Рабов людской расы продавали в Шандакор такие же люди С ними хорошо обращались — как обращаются с полезным животным, которое стоит денег. Рабы выполняли свою работу, но это была лишь малая часть всех трудов Шандакора.
В Шандакоре делали вещи, каких не встретишь на всем остальном Марсе, — инструменты, ткани, украшения из металла и драгоценных камней, стекло и тонкий фарфор, — и народ Шандакора гордился своим искусством. Научные достижения они оставляли для себя — кроме тех, которые касались медицины, сельского хозяйства или архитектуры.
Они были законодателями и учителями. Люди брали то, что им давали, и ненавидели дающих. Как долго развивалась эта цивилизация, чтобы достичь такого расцвета, Дуани не могла мне сказать. Не знал и старый Рул.
— Известно, что у нас были правительство, письменность и система счета задолго до того, как они появились у людей. Мы унаследовали все это у другой, более древней расы.
В дни своего расцвета Шандакор был огромным процветающим городом, насчитывавшим десятки тысяч жителей. И никаких признаков нищеты и преступности. Во всем городе я не смог найти ни одной тюрьмы.
— За убийство карали смертью, — объяснил Рул, — но случались убийства крайне редко. А воровали только рабы — мы до такого не унижались.
Он взглянул на мое лицо и снисходительно улыбнулся:
— Удивляешься — огромный город, где нет ни преступников, ни потерпевших, ни тюрем?
Я должен был признать, что действительно поражен.

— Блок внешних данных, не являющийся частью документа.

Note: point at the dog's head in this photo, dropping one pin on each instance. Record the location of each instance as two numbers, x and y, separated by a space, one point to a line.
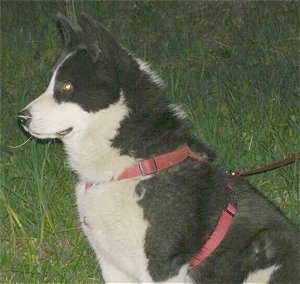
88 77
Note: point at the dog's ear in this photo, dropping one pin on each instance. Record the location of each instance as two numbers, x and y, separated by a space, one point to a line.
70 31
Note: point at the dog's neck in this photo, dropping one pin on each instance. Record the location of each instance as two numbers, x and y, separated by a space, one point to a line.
90 153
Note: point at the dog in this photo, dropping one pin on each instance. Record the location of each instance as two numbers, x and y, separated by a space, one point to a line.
152 202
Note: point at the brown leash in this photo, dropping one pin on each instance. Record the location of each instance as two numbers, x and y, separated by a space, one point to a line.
273 166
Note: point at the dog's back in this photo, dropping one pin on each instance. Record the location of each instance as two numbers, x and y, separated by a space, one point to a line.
109 110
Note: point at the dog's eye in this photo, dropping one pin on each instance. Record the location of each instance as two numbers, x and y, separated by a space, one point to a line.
68 87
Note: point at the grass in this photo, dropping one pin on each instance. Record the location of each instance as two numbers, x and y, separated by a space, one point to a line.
234 68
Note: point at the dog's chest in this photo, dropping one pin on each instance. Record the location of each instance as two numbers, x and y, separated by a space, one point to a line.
113 222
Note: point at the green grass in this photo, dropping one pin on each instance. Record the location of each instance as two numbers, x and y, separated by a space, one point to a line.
232 66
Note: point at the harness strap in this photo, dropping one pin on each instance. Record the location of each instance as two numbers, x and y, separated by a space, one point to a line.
216 237
273 166
152 165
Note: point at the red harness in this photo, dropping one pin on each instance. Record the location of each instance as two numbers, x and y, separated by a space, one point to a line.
152 165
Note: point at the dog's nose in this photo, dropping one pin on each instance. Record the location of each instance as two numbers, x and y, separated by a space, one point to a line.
24 117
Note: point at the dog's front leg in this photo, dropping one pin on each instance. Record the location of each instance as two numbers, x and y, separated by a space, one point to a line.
112 274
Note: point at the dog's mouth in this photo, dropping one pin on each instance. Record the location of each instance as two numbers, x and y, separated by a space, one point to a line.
65 132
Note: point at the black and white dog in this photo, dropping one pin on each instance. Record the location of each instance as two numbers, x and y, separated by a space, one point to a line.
173 218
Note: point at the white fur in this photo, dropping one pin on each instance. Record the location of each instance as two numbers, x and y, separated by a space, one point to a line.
261 276
109 212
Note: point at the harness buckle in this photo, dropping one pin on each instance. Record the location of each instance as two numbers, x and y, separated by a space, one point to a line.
148 166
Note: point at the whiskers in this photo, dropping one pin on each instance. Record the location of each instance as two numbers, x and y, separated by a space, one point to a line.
18 146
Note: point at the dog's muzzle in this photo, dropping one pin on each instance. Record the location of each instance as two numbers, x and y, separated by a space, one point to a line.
24 117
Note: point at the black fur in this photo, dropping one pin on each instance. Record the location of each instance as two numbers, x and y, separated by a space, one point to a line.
182 205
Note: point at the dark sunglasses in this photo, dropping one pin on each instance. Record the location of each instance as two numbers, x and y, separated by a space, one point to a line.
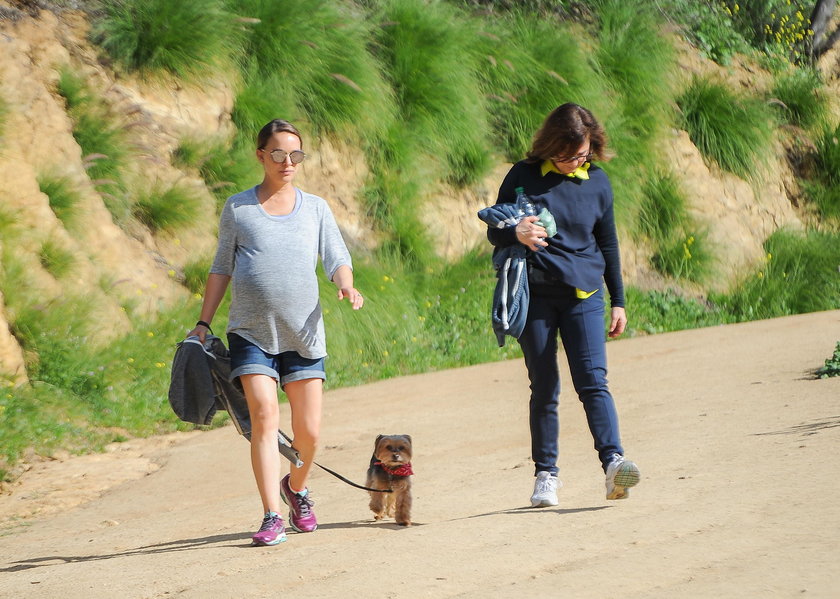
279 156
585 157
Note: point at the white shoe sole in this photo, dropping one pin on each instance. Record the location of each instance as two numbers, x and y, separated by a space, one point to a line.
626 477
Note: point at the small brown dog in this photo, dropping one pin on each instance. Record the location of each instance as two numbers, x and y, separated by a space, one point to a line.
390 468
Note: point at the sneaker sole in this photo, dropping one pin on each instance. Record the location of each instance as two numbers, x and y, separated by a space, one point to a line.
276 541
286 501
626 477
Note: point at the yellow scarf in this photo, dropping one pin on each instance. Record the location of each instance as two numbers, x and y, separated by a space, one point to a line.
581 172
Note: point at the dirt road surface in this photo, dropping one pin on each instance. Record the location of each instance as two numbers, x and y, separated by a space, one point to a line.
736 440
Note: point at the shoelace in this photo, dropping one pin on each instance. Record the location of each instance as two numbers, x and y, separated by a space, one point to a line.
305 504
545 485
269 522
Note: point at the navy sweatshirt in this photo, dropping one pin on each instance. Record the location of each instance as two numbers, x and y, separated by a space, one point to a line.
585 249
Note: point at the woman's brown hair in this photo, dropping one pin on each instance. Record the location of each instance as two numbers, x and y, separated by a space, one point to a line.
276 126
564 130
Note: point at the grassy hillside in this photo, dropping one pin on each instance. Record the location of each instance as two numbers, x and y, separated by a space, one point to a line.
427 92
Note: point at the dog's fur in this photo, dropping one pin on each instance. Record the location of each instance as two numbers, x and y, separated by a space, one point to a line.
390 453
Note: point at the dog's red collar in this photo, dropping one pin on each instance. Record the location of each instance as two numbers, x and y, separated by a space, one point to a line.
401 470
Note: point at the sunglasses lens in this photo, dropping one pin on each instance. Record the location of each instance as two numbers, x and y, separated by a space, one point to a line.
297 156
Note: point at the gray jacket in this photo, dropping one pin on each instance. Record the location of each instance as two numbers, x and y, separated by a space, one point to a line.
200 385
511 295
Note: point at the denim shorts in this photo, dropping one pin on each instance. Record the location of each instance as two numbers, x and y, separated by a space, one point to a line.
285 367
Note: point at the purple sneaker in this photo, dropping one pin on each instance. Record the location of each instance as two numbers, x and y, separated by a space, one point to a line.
271 532
300 507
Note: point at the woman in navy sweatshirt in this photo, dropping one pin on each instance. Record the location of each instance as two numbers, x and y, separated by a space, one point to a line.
566 275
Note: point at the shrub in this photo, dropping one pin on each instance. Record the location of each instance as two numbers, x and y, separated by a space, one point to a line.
709 27
527 67
311 60
823 185
226 166
799 275
685 256
63 196
163 208
195 275
102 140
151 35
831 366
803 101
655 311
428 53
629 42
732 130
55 259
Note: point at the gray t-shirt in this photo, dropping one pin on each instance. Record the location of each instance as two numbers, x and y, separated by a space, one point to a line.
272 262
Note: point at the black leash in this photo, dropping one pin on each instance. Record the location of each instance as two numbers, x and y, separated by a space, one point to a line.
339 477
350 482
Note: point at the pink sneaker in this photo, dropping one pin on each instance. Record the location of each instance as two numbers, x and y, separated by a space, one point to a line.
300 507
271 532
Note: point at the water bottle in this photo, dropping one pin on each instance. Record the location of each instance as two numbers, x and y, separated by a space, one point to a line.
526 208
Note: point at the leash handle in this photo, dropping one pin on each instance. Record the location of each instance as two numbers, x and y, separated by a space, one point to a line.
337 475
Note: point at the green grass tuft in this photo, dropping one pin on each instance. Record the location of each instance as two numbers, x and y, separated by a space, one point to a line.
225 166
679 249
735 131
311 61
64 197
803 100
56 260
167 208
799 275
190 39
831 366
102 139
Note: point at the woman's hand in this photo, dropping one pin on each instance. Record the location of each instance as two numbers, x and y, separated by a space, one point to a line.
618 322
530 234
199 331
352 294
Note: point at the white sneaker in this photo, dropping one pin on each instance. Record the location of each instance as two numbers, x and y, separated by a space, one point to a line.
545 490
621 475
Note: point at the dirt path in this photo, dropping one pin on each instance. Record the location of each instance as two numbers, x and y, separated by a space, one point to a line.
735 439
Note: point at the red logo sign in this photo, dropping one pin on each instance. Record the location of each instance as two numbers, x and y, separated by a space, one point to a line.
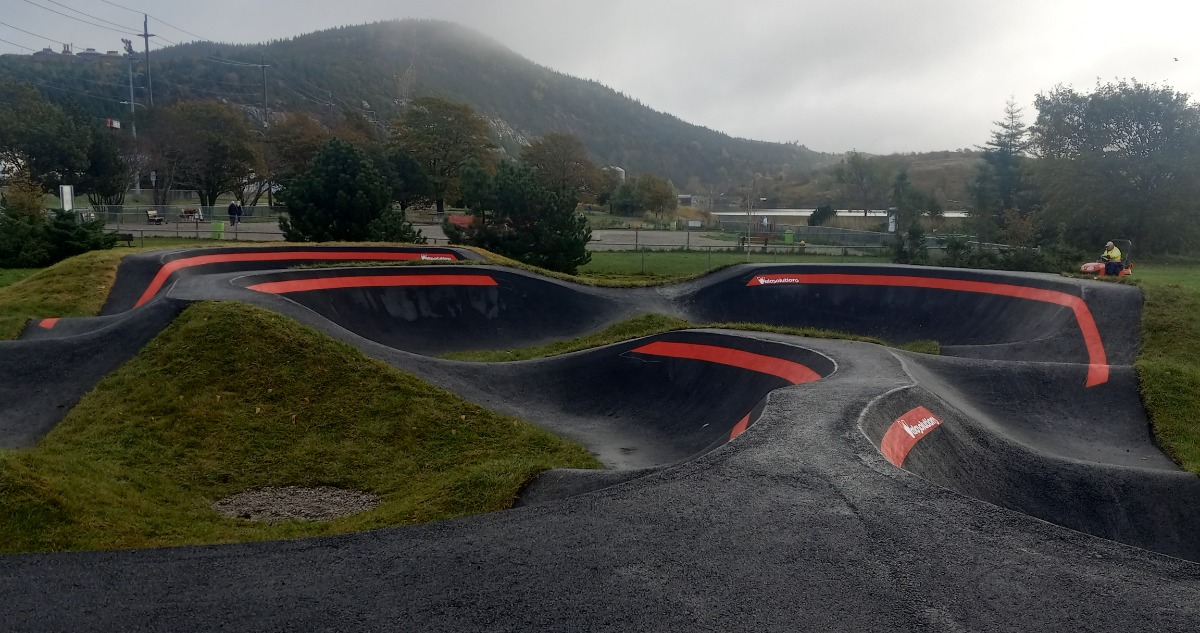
906 432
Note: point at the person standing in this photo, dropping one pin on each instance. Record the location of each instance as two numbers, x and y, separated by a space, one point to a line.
234 212
1111 258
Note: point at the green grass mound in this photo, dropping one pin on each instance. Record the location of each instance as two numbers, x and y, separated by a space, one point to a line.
1169 369
233 398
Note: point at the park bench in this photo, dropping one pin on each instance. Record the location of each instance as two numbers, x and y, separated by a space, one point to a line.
744 241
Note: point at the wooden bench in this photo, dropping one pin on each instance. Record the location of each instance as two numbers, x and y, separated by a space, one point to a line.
754 240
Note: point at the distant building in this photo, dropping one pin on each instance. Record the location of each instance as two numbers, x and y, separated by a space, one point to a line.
617 170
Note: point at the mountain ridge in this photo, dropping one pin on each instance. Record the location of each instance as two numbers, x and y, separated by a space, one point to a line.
376 68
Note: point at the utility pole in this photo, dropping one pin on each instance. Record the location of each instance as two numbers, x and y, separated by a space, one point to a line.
133 114
145 36
265 112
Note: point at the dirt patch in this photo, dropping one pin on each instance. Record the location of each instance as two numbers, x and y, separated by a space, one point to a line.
295 502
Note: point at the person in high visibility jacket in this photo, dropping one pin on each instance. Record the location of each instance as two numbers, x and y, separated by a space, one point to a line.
1111 258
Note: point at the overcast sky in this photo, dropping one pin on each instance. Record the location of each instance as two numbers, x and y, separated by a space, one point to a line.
876 76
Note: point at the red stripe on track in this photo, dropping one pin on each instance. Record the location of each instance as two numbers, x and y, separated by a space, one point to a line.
1098 363
906 432
177 265
371 281
792 372
741 427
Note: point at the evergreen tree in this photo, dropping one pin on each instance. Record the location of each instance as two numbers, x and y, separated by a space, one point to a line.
336 199
1121 162
517 217
1002 185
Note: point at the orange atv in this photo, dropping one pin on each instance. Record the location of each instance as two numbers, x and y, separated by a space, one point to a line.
1097 267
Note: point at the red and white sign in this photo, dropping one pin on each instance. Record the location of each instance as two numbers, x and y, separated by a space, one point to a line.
906 432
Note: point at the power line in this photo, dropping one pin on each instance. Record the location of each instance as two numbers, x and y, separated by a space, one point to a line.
30 32
163 23
18 46
214 60
94 82
52 86
82 13
78 19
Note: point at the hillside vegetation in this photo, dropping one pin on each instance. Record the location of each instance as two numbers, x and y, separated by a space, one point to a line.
373 70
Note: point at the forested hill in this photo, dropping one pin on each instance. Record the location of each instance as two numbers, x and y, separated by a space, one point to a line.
375 68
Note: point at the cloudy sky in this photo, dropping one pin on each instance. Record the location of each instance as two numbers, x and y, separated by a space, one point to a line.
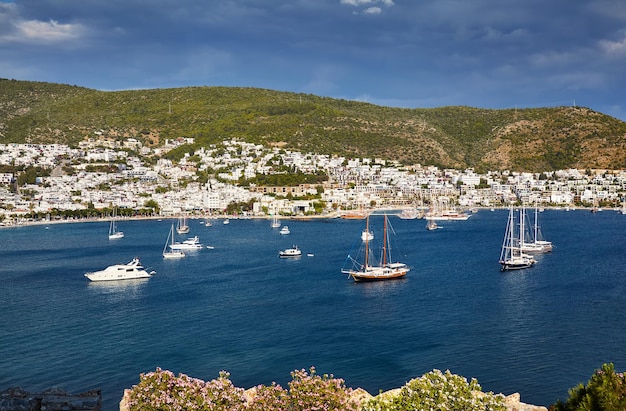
399 53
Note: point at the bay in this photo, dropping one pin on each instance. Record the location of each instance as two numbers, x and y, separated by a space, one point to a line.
240 308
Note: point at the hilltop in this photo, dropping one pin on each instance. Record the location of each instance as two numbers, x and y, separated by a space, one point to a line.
532 139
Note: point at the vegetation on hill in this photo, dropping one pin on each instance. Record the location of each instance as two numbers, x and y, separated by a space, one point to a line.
539 139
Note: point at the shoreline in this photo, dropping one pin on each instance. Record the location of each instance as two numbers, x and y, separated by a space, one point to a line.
332 215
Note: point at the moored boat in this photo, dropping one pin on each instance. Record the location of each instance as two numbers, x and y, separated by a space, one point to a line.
169 252
365 268
290 252
511 255
192 243
129 271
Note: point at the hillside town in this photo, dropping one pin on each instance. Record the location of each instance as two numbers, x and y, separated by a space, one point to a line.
107 174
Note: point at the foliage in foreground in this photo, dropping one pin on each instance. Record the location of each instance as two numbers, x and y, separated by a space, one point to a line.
605 391
438 390
161 390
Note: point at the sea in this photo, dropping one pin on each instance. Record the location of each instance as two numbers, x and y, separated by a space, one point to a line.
238 307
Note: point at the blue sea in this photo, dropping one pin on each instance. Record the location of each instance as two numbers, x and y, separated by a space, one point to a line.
240 308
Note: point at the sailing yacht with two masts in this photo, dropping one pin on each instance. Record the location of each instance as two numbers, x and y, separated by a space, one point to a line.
365 267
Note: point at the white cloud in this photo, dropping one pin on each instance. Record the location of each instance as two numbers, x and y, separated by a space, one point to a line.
369 10
614 48
34 31
356 3
372 10
50 31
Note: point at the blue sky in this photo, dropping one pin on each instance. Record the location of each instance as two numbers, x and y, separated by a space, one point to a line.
399 53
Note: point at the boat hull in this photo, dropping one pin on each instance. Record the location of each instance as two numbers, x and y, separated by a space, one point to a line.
378 274
131 271
174 254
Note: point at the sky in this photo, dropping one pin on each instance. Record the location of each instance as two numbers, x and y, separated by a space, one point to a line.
398 53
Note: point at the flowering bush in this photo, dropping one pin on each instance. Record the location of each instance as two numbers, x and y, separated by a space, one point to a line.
306 392
438 391
605 391
162 391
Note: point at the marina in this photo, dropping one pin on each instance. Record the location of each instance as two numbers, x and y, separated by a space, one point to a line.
239 308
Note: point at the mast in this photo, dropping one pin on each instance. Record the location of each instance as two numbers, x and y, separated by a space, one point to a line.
367 246
385 242
536 226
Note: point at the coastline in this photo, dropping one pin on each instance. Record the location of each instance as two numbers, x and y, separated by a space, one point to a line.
331 215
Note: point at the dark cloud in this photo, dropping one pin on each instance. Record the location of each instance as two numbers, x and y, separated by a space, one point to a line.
484 53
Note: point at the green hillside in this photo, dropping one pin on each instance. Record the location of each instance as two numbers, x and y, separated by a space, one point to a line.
456 137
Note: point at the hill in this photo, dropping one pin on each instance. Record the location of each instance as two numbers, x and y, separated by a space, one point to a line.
537 139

— Хоть вы и древняя раса, мне все равно непонятно, как вам это удалось. Я изучаю культуру — здесь и в своем родном мире. Я знаю все теории развития цивилизации, я видел образцы, подтверждающие эти теории, однако вы не подходите ни под одну из них!
Улыбка Рула стала шире.
— Хочешь знать правду, человек?
— Конечно!
— Тогда я скажу тебе. Мы развили способность мыслить.
Сначала мне показалось, что он шутит.
— Постойте! — возразил я. — Человек — мыслящее существо, на Земле — даже единственное разумное существо.